La strada è promettente, tanto che già per l’anno prossimo è in programma l’avvio, negli Stati Uniti, di una prima sperimentazione clinica con un numero molto limitato di pazienti. «Un punto di partenza importante, ma certo non di arrivo perché la strada è tutt’altro che semplice, con almeno tre grandi ostacoli da superare» chiarisce Broccoli. «Primo: trovare il modo più efficiente per veicolare là dove serve, cioè nel cervello, il virus vettore del gene sano. La via intravenosa, per esempio, nell’uomo non è percorribile con i virus terapeutici oggi a disposizione: una possibile alternativa prevede l’inoculazione del vettore nel liquor cerebrospinale che avvolge il sistema nervoso centrale e riempie i ventricoli cerebrali. Secondo: considerato che MECP2 si trova sul cromosoma X, occorre trovare il modo di veicolarne la copia funzionante solo nelle cellule che abbiano il cromosoma X con il gene mutato. Terzo: regolare molto accuratamente l’espressione di questa copia funzionante del gene». Purtroppo, infatti, la proteina MECP2 non provoca danni solo se è assente o scarsa, ma anche se è presente in eccesso, come accade nel caso di un’altra grave malattia neurologica chiamata sindrome della duplicazione del gene MECP2.

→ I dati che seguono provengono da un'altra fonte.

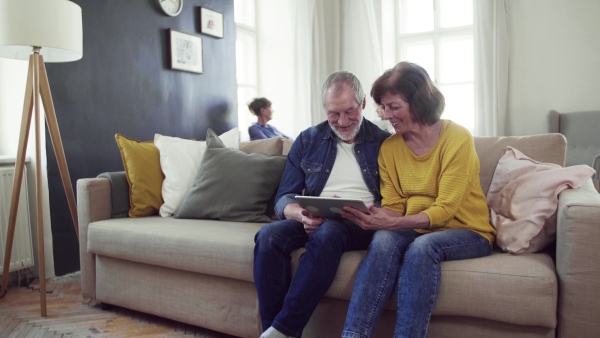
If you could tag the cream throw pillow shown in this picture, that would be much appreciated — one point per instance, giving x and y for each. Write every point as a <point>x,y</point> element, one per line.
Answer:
<point>179,161</point>
<point>523,198</point>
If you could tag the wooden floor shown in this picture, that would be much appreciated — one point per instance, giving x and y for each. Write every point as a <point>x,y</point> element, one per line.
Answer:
<point>69,315</point>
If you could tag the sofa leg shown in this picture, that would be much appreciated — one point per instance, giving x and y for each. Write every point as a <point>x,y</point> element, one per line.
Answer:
<point>105,306</point>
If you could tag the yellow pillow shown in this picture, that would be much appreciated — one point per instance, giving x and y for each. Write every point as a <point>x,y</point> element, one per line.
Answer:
<point>144,175</point>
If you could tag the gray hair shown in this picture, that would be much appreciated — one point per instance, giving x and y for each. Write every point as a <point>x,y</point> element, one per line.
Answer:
<point>335,80</point>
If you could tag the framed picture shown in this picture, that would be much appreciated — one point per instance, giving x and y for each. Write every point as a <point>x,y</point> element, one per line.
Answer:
<point>211,22</point>
<point>185,52</point>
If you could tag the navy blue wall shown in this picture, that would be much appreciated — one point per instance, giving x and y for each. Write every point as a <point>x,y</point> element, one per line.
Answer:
<point>123,85</point>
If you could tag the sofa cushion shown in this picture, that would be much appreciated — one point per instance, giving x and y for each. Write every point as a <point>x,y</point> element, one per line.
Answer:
<point>548,148</point>
<point>217,248</point>
<point>232,185</point>
<point>269,146</point>
<point>523,198</point>
<point>141,161</point>
<point>516,289</point>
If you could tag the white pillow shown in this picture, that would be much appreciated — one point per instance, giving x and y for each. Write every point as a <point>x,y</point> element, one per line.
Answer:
<point>179,162</point>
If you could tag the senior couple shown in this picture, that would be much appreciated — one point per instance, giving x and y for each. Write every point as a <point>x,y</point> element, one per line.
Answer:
<point>425,200</point>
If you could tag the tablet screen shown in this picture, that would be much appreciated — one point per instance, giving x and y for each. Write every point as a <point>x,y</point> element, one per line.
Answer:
<point>329,207</point>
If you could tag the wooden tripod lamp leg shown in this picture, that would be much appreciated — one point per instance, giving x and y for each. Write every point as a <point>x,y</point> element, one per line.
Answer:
<point>38,185</point>
<point>18,176</point>
<point>57,143</point>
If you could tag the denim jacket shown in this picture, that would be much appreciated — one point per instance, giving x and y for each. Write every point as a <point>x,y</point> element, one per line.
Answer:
<point>311,159</point>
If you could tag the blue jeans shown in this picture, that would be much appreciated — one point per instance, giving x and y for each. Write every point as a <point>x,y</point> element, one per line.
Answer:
<point>287,303</point>
<point>413,260</point>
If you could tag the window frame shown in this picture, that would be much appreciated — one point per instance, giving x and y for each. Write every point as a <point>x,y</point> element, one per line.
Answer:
<point>436,36</point>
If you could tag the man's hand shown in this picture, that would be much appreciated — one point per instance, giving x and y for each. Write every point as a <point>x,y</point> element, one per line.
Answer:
<point>295,211</point>
<point>379,218</point>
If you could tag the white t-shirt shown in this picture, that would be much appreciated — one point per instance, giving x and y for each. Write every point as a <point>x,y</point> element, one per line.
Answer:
<point>346,179</point>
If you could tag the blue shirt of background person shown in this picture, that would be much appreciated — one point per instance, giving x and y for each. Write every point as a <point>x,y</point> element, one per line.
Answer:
<point>261,107</point>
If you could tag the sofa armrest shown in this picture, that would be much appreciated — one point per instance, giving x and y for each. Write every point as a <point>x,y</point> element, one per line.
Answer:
<point>578,261</point>
<point>93,204</point>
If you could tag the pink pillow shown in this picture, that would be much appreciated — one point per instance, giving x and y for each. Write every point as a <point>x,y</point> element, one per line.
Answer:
<point>523,198</point>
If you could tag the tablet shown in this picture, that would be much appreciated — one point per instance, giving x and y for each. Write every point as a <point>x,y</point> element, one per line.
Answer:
<point>329,207</point>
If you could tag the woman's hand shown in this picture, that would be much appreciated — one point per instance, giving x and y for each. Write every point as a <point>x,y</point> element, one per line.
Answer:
<point>379,218</point>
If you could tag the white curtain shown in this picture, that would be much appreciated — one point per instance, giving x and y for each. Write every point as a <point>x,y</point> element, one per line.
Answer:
<point>333,35</point>
<point>491,67</point>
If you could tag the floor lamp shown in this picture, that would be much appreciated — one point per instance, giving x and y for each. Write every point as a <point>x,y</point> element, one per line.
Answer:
<point>39,31</point>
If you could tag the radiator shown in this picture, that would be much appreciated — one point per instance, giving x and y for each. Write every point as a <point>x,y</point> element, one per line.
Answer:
<point>22,250</point>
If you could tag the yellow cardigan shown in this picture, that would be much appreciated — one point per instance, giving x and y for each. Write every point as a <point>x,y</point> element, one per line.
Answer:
<point>444,183</point>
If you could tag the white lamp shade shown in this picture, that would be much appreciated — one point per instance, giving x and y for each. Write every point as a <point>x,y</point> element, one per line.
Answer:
<point>53,25</point>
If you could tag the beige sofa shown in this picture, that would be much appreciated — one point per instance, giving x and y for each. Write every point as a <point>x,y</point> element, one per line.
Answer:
<point>200,271</point>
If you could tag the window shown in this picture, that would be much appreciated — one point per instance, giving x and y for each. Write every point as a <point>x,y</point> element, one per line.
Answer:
<point>438,35</point>
<point>246,61</point>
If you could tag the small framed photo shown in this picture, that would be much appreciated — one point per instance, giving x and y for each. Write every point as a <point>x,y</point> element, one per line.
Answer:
<point>185,51</point>
<point>211,22</point>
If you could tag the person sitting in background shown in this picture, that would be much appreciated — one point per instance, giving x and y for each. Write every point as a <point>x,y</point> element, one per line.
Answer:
<point>261,107</point>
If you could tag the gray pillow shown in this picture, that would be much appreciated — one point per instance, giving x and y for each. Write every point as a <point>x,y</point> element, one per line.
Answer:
<point>119,193</point>
<point>232,185</point>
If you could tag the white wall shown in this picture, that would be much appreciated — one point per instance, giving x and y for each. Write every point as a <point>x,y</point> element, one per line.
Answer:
<point>554,60</point>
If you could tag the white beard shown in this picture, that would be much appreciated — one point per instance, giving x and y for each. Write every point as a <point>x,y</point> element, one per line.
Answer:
<point>348,136</point>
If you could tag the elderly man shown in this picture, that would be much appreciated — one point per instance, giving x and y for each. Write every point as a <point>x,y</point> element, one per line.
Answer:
<point>337,157</point>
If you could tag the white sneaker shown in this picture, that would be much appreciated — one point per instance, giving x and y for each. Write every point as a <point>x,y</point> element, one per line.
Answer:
<point>273,333</point>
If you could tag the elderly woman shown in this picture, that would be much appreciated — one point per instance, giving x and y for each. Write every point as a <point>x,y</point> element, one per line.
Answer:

È proprio questo uno degli aspetti sui quali insiste di più la ricerca di Broccoli, che alcuni mesi fa ha pubblicato i risultati di un primo studio di terapia genica con gene MECP2 nel topo, in cui si mostra l’efficacia e la sicurezza della “cassetta genica” sviluppata nel suo laboratorio e composta, oltre che dal gene funzionante, da regioni regolatorie che dopo l’inoculazione del vettore permettono di mantenere l’espressione del gene stesso proprio negli intervalli ottimali (né troppo poco né troppo). Dopo il trattamento si è osservato negli animali un sorprendente effetto di recupero di sintomi. «Un altro aspetto sul quale lavoriamo molto è l’ottimizzazione dei vettori, costituiti nel nostro caso da virus adeno-associati» conclude Broccoli, convinto che i risultati del suo gruppo potranno rivelarsi molto importanti per raggiungere quell’obiettivo condiviso dalle associazioni di pazienti, da molti ricercatori - e, aggiunge, dalle aziende farmaceutiche che stanno investendo nel settore - che è la cura della malattia.